The "low carb-high fat" ketogenic diet claims to help with weight loss and inflammation. By eating fewer carbs and more fat, the body enters "ketosis," when it burns fat for energy instead of sugar.
Some people, especially those with health issues, may struggle to become keto-adapted. Everyone should know about probable keto diet side effects before starting.
"Keto flu" is a well-known adverse effect of ketosis. The keto flu can include a runny nose, lethargy, nausea, and headaches. These symptoms originate from a dramatic diet change that lowers blood glucose. These symptoms should disappear after a week of high-fat, low-carb eating.

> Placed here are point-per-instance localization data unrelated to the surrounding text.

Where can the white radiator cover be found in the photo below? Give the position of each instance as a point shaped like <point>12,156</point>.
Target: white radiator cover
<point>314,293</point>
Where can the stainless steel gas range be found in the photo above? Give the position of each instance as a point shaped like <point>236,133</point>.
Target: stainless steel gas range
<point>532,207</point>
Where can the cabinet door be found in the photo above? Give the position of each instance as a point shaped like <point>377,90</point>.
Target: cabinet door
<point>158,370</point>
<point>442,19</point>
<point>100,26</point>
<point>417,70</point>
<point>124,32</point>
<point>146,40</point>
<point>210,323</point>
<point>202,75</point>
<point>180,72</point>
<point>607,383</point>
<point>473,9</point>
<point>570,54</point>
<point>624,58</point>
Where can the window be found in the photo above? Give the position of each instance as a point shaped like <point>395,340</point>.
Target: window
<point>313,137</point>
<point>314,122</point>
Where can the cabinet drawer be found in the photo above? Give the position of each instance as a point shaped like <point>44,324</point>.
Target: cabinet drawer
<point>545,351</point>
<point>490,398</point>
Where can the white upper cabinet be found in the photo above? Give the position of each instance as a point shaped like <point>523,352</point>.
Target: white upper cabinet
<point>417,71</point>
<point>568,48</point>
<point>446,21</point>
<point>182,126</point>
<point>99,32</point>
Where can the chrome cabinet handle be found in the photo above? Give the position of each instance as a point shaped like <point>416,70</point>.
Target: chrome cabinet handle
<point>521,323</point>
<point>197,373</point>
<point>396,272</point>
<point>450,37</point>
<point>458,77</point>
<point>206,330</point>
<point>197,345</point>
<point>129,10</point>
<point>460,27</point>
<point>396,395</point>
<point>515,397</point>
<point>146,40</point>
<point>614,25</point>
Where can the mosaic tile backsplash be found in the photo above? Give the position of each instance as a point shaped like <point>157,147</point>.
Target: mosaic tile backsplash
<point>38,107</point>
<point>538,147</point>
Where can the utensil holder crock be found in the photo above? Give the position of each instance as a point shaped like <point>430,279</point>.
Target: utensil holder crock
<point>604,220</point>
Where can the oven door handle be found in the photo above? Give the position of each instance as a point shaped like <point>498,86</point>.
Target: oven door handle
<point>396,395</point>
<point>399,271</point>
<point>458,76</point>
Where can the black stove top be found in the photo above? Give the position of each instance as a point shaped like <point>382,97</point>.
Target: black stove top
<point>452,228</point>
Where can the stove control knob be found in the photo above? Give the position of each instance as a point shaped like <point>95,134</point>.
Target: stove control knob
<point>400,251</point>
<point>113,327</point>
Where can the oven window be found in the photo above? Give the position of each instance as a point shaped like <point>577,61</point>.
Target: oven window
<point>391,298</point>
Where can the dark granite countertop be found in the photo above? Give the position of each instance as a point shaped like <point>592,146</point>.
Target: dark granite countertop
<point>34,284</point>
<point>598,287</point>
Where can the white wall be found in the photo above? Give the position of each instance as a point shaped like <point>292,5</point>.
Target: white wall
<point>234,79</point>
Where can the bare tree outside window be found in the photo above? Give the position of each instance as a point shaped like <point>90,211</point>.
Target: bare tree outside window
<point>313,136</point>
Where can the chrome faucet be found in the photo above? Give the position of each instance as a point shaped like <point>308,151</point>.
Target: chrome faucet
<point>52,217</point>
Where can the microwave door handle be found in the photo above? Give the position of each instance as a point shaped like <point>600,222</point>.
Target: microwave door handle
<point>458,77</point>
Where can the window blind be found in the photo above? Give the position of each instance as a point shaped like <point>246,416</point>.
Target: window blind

As your body adapts to less sugar, you may experience increasing cravings for high-sugar meals. The body relied on glucose from food for energy before. The brain sends messages to the body to seek out sugary meals when you cut back on sugar.
Between consuming sugar for energy and ketones from fat, your body may be unclear how to function. Your body may feel sleepy for a few days, like it has a moderate hangover or lack of sleep. On the plus side, this adverse effect can be remedied with keto-friendly bullet coffee.
When starting the keto diet, your brain and body adjust to using fat as energy. This leaves little room for physical activity beyond the bare minimum. Allow yourself a break as your body adapts to your new lifestyle. Once ketosis kicks in, you'll be stronger than ever.
Low strength and endurance
In the early phases of the keto diet, heart palpitations may occur. This is usually due to a lower glucose intake. The body responds to low sugar by generating cortisol, a stress hormone that releases stored glucose. This chemical reaction can momentarily impair regular cardiac rhythms, a typical side effect of stress.
When entering ketosis, minerals and electrolytes are eliminated from the body through urination in larger proportions than usual. This can cause dehydration. Drinking electrolyte-rich beverages like broth and taking mineral supplements can assist.